D):@fasSpts=0,@onlyAudio=true时,请参考上述404情况二中的示例2),目标时间戳为latestAudioPts,服务器将PTS最接近latestAudioPts的音频帧作为起始帧。
E):@fasSpts<0,@onlyAudio缺省或@onlyAudio=false时,请参考上述404情况三中的示例1),基于当前有效缓存区中包括视频资源,目标时间戳为latestVideoPts-|@fasSpts|, 服务器将PTS最接近latestVideoPts-|@fasSpts|的I帧作为起始帧;反之,基于当前有效缓存区中不包括视频资源,目标时间戳为latestAudioPts-|@fasSpts|,服务器将PTS最接近latestAudioPts-|@fasSpts|的音频帧作为起始帧。
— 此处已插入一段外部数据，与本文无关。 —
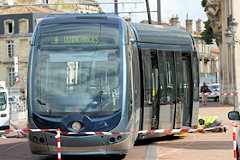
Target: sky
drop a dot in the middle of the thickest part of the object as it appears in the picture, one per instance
(169, 8)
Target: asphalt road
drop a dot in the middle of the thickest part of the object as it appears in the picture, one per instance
(194, 146)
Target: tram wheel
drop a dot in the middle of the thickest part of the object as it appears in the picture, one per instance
(117, 156)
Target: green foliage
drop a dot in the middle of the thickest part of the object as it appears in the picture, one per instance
(207, 34)
(204, 2)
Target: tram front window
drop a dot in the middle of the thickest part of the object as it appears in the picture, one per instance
(77, 69)
(2, 101)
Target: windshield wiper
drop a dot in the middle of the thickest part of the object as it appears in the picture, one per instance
(90, 105)
(44, 104)
(40, 102)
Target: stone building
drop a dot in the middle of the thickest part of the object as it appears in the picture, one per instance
(207, 54)
(16, 28)
(224, 16)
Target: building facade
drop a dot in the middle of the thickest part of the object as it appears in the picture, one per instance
(16, 28)
(224, 16)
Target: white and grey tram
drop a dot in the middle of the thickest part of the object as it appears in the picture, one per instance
(98, 73)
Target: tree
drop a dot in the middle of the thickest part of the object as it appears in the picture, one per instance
(207, 34)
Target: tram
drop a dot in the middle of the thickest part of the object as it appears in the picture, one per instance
(4, 107)
(98, 73)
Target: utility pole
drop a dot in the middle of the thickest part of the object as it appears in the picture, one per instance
(116, 7)
(148, 12)
(159, 11)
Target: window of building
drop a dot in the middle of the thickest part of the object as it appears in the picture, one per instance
(10, 48)
(23, 26)
(11, 80)
(9, 27)
(38, 20)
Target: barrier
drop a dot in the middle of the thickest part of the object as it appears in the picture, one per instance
(58, 136)
(220, 94)
(234, 141)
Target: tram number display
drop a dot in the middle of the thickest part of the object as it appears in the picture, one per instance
(70, 40)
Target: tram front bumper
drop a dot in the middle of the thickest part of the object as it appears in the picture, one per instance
(81, 145)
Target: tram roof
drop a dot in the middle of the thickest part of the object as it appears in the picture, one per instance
(157, 34)
(71, 18)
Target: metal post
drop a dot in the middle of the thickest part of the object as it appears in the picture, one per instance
(116, 7)
(159, 11)
(235, 78)
(148, 12)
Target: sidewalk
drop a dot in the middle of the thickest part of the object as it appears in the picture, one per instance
(201, 146)
(20, 124)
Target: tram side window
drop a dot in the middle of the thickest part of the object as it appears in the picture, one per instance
(2, 101)
(136, 70)
(154, 71)
(167, 73)
(147, 71)
(195, 75)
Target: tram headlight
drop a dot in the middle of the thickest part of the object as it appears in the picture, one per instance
(76, 126)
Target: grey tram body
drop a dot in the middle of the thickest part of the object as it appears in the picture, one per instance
(139, 107)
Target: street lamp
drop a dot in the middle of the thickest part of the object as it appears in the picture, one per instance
(231, 39)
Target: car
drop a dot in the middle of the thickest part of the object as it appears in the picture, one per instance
(215, 86)
(213, 89)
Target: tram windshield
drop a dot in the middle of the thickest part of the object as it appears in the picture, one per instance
(2, 101)
(77, 69)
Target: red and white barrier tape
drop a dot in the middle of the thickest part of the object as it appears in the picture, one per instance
(234, 141)
(174, 131)
(158, 131)
(220, 94)
(28, 130)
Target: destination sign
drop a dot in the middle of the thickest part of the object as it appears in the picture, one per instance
(84, 39)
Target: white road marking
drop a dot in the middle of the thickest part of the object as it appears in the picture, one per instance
(9, 148)
(177, 150)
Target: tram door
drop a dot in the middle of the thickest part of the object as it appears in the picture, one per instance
(187, 88)
(167, 90)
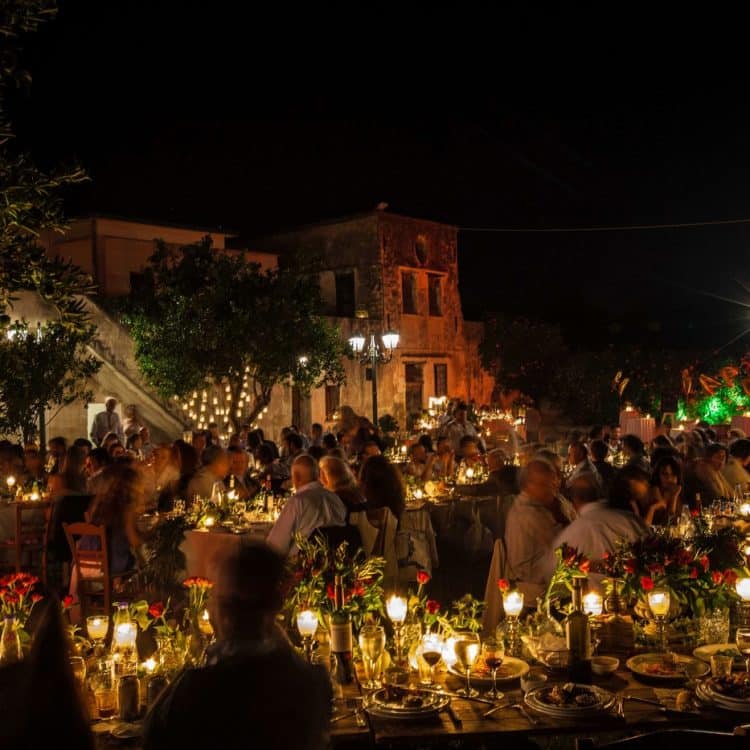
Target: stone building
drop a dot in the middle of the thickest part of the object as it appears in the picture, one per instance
(402, 271)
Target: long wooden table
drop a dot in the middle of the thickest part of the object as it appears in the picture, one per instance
(508, 724)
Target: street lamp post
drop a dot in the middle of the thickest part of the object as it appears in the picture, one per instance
(372, 349)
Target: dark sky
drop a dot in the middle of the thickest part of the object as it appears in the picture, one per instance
(194, 113)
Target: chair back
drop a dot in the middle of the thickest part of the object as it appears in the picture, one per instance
(88, 549)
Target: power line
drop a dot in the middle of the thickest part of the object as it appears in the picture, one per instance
(629, 228)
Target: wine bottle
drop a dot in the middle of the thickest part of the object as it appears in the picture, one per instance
(341, 636)
(578, 638)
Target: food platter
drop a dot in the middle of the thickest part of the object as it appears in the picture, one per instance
(569, 700)
(511, 669)
(657, 667)
(404, 704)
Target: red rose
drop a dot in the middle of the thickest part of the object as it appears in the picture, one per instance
(730, 577)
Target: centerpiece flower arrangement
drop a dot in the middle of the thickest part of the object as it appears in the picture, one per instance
(312, 581)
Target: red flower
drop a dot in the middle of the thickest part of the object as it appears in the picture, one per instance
(730, 577)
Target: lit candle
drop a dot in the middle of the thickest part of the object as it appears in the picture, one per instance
(307, 623)
(658, 600)
(97, 626)
(125, 634)
(149, 665)
(512, 603)
(396, 608)
(592, 603)
(743, 589)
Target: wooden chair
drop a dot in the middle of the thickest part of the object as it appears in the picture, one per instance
(32, 530)
(94, 581)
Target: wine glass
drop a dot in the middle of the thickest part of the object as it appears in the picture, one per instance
(432, 652)
(493, 652)
(467, 650)
(372, 645)
(742, 639)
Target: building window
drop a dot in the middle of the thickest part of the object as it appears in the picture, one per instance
(345, 299)
(409, 292)
(434, 286)
(333, 394)
(441, 380)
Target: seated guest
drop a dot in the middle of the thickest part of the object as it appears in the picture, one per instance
(272, 470)
(635, 453)
(705, 477)
(534, 520)
(502, 479)
(117, 505)
(382, 485)
(578, 458)
(598, 526)
(631, 490)
(239, 461)
(252, 672)
(214, 467)
(336, 476)
(666, 489)
(599, 451)
(420, 463)
(310, 507)
(735, 471)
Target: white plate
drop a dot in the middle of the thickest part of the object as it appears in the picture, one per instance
(605, 702)
(704, 653)
(637, 665)
(511, 669)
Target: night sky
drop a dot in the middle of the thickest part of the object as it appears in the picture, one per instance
(191, 113)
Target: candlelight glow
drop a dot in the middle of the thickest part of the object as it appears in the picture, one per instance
(396, 608)
(592, 603)
(307, 623)
(513, 603)
(743, 588)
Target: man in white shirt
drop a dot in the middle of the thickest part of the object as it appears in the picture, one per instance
(107, 421)
(311, 507)
(598, 527)
(535, 518)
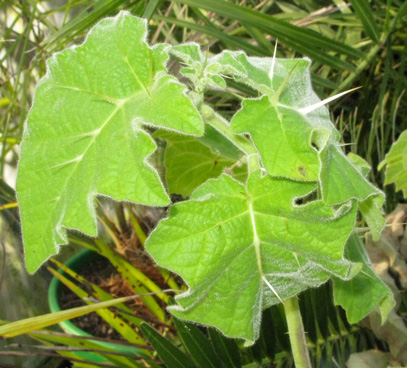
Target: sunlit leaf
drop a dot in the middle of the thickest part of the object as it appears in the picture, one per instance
(85, 133)
(189, 163)
(365, 291)
(241, 249)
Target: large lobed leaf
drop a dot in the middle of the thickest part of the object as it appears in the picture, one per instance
(365, 291)
(241, 249)
(84, 135)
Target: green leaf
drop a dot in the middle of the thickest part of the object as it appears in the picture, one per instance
(282, 138)
(189, 163)
(169, 353)
(226, 349)
(364, 12)
(371, 211)
(198, 346)
(361, 164)
(341, 180)
(239, 247)
(305, 41)
(396, 161)
(84, 135)
(360, 295)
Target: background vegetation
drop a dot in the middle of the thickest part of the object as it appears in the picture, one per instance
(351, 44)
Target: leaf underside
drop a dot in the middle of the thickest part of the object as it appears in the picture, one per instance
(84, 135)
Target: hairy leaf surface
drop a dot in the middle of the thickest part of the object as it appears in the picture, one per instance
(84, 135)
(365, 291)
(396, 160)
(240, 249)
(189, 163)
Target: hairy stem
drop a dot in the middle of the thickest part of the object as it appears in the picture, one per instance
(296, 333)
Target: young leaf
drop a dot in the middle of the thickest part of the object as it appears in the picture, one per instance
(241, 249)
(283, 139)
(85, 137)
(341, 180)
(365, 291)
(396, 161)
(226, 349)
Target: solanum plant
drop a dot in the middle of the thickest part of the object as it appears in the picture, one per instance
(272, 199)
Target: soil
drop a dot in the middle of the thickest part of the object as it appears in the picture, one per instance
(103, 274)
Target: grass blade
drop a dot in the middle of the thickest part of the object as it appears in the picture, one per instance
(275, 26)
(364, 12)
(169, 353)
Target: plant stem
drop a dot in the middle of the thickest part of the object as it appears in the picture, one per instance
(296, 333)
(242, 143)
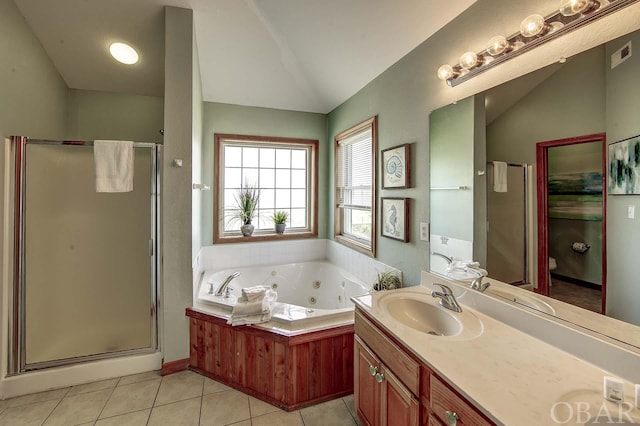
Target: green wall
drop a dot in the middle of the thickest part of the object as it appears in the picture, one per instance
(32, 93)
(244, 120)
(569, 103)
(451, 164)
(94, 115)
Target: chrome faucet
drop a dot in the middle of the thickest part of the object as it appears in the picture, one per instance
(225, 284)
(447, 299)
(477, 283)
(447, 258)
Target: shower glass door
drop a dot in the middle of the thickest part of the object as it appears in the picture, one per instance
(88, 285)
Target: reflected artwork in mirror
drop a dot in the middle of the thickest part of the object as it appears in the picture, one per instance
(589, 238)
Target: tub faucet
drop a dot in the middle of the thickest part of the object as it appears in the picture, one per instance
(447, 299)
(447, 258)
(225, 284)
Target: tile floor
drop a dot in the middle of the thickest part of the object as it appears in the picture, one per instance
(577, 295)
(184, 398)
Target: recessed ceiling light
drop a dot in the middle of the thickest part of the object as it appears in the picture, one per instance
(123, 53)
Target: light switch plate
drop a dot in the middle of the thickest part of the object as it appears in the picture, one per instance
(424, 231)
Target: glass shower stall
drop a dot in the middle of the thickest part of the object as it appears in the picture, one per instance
(86, 263)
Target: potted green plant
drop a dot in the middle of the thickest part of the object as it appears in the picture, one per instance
(280, 220)
(387, 281)
(247, 199)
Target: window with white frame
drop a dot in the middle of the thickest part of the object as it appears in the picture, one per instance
(284, 173)
(355, 185)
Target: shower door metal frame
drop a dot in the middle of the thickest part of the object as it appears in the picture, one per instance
(17, 359)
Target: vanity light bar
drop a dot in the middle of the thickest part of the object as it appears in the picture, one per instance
(534, 32)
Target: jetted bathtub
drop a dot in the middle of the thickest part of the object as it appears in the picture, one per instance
(308, 292)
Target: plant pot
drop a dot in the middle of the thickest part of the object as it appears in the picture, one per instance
(247, 230)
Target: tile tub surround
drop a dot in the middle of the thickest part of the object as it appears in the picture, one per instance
(526, 376)
(223, 256)
(148, 399)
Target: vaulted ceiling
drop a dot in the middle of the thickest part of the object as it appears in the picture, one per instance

F):@fasSpts<0,@onlyAudio=true时,请参考上述404情况三中的示例2),目标时间戳为latestAudioPts-|@fasSpts|,服务器可以将PTS最接近latestAudioPts-|@fasSpts|的音频帧作为起始帧。
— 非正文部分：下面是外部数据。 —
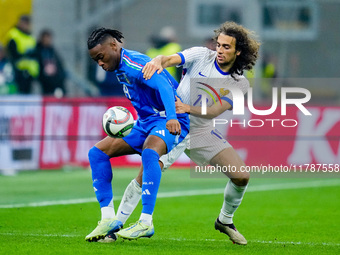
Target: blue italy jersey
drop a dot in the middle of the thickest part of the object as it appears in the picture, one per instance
(153, 97)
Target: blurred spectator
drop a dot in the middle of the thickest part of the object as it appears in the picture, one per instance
(7, 85)
(210, 43)
(52, 74)
(107, 83)
(20, 47)
(165, 44)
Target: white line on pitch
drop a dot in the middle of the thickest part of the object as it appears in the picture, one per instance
(184, 193)
(186, 240)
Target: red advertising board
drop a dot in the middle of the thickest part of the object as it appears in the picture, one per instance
(49, 133)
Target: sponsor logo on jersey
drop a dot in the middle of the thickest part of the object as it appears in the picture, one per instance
(200, 73)
(146, 192)
(161, 132)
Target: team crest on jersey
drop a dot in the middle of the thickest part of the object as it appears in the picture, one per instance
(224, 92)
(122, 78)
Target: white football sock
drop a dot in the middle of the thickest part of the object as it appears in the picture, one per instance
(146, 218)
(108, 212)
(233, 195)
(130, 199)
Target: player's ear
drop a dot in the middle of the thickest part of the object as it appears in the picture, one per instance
(113, 44)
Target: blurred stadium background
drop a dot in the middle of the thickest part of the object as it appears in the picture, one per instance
(299, 42)
(50, 212)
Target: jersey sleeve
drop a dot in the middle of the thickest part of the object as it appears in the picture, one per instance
(161, 83)
(190, 55)
(241, 83)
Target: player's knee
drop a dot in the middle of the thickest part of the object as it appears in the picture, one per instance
(96, 155)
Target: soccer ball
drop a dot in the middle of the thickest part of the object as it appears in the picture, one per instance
(117, 122)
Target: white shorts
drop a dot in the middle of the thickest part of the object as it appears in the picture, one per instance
(200, 147)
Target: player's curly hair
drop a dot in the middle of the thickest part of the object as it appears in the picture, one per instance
(99, 35)
(245, 43)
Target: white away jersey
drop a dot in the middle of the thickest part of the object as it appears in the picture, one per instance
(203, 79)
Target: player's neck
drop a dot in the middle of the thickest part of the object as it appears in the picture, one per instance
(225, 67)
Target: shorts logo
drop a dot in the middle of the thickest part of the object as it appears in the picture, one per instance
(161, 132)
(202, 74)
(146, 192)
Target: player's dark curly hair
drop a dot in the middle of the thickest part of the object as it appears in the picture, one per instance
(245, 43)
(99, 35)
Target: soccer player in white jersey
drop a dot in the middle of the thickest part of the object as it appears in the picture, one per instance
(236, 51)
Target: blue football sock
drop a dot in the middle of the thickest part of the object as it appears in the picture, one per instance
(151, 180)
(101, 176)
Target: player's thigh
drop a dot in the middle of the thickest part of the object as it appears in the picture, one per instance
(114, 147)
(229, 157)
(169, 158)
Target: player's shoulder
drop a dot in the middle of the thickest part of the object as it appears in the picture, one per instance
(199, 56)
(133, 60)
(239, 80)
(198, 50)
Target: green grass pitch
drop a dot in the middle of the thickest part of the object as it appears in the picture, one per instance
(51, 212)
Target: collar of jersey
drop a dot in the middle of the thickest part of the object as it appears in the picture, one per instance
(121, 58)
(219, 69)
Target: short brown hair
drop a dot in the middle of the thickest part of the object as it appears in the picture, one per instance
(245, 43)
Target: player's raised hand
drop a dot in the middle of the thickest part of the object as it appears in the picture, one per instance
(151, 67)
(173, 126)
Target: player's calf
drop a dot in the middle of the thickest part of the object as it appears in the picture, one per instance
(231, 231)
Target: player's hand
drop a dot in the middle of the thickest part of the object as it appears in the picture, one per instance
(151, 67)
(181, 107)
(173, 126)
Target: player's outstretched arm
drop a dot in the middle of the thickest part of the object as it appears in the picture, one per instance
(212, 111)
(159, 63)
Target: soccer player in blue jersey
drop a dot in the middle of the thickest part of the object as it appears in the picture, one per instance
(157, 130)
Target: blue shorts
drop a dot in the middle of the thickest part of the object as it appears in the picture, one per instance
(155, 125)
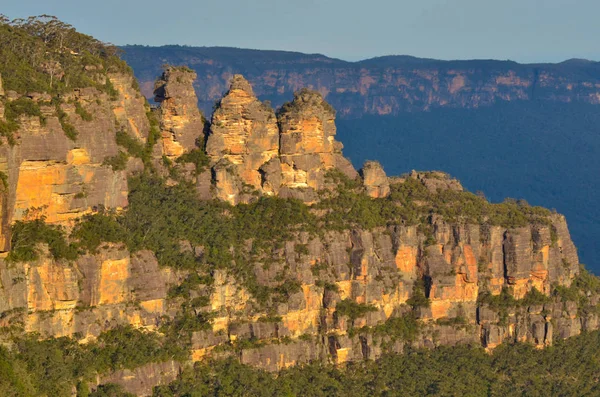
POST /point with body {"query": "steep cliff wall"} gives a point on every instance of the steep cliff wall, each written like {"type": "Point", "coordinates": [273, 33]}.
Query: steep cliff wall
{"type": "Point", "coordinates": [65, 177]}
{"type": "Point", "coordinates": [384, 85]}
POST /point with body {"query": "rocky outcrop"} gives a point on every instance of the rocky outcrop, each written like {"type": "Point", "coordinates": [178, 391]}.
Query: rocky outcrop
{"type": "Point", "coordinates": [341, 294]}
{"type": "Point", "coordinates": [91, 295]}
{"type": "Point", "coordinates": [375, 180]}
{"type": "Point", "coordinates": [385, 269]}
{"type": "Point", "coordinates": [436, 180]}
{"type": "Point", "coordinates": [379, 86]}
{"type": "Point", "coordinates": [244, 132]}
{"type": "Point", "coordinates": [181, 123]}
{"type": "Point", "coordinates": [252, 150]}
{"type": "Point", "coordinates": [141, 381]}
{"type": "Point", "coordinates": [308, 146]}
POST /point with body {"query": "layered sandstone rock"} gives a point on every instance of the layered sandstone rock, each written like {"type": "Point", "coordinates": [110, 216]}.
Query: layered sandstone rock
{"type": "Point", "coordinates": [288, 155]}
{"type": "Point", "coordinates": [375, 180]}
{"type": "Point", "coordinates": [380, 268]}
{"type": "Point", "coordinates": [436, 180]}
{"type": "Point", "coordinates": [307, 146]}
{"type": "Point", "coordinates": [244, 132]}
{"type": "Point", "coordinates": [181, 123]}
{"type": "Point", "coordinates": [63, 178]}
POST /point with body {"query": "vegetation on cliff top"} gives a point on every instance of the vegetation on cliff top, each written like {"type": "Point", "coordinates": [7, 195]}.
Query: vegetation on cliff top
{"type": "Point", "coordinates": [43, 54]}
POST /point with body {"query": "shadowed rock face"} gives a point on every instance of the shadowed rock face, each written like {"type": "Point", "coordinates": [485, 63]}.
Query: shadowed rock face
{"type": "Point", "coordinates": [181, 123]}
{"type": "Point", "coordinates": [308, 146]}
{"type": "Point", "coordinates": [63, 178]}
{"type": "Point", "coordinates": [286, 155]}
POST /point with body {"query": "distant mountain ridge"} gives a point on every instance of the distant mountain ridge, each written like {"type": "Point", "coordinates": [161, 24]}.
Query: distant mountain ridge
{"type": "Point", "coordinates": [384, 85]}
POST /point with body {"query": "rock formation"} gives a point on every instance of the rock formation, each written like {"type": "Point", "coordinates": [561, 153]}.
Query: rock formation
{"type": "Point", "coordinates": [444, 271]}
{"type": "Point", "coordinates": [308, 146]}
{"type": "Point", "coordinates": [288, 155]}
{"type": "Point", "coordinates": [384, 85]}
{"type": "Point", "coordinates": [375, 180]}
{"type": "Point", "coordinates": [65, 178]}
{"type": "Point", "coordinates": [181, 123]}
{"type": "Point", "coordinates": [244, 132]}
G):@fasSpts>0,@onlyAudio缺省或@onlyAudio=false,缓存区中发生时间戳回退时,请参考上述404情况四中的示例1),基于当前有效缓存区中包括视频资源,目标时间戳为latestVideoPts,服务器将PTS最接近latestVideoPts的I帧(最新的I帧)作为起始帧;基于当前有效缓存区中不包括视频资源,目标时间戳为latestAudioPts,服务器将PTS最接近latestAudioPts的音频帧(最新的音频帧)作为起始帧。
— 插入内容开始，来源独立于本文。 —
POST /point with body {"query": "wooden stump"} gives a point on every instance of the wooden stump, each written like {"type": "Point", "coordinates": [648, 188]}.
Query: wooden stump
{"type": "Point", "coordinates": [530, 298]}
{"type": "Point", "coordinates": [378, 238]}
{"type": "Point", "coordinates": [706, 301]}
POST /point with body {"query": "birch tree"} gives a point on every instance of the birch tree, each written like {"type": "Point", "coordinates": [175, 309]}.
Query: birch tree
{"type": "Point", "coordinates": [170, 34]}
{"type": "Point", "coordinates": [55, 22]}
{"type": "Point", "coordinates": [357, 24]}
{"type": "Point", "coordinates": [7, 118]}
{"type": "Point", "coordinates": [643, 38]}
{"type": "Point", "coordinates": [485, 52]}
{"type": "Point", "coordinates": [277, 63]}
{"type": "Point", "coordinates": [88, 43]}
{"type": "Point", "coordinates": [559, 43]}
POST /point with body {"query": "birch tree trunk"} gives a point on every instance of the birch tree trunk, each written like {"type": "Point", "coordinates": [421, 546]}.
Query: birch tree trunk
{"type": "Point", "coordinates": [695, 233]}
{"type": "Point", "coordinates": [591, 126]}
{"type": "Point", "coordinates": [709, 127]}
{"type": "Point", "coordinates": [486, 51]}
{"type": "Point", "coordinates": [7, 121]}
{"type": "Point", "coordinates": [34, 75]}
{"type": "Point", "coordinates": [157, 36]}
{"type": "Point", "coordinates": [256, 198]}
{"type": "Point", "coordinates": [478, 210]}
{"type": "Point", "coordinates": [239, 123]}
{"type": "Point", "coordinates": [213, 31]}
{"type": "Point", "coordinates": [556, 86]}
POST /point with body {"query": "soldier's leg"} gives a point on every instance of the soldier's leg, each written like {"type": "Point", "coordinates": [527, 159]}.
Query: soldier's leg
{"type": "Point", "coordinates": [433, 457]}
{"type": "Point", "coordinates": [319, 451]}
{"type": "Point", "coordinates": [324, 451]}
H):@fasSpts>0,@onlyAudio=true,缓存区中发生时间戳回退时,请参考上述404情况四中的示例2),目标时间戳为latestAudioPts,服务器将PTS最接近latestAudioPts的音频帧(最新的音频帧)作为起始帧。
以此类推,在@fasSpts>0时,针对上述404情况四中的其余讨论,在确定目标时间戳之后,服务器也可以通过上述方式一,将当前有效缓存区中时间戳最接近该目标时间戳的媒体帧确定为起始帧,这里不进行一一枚举。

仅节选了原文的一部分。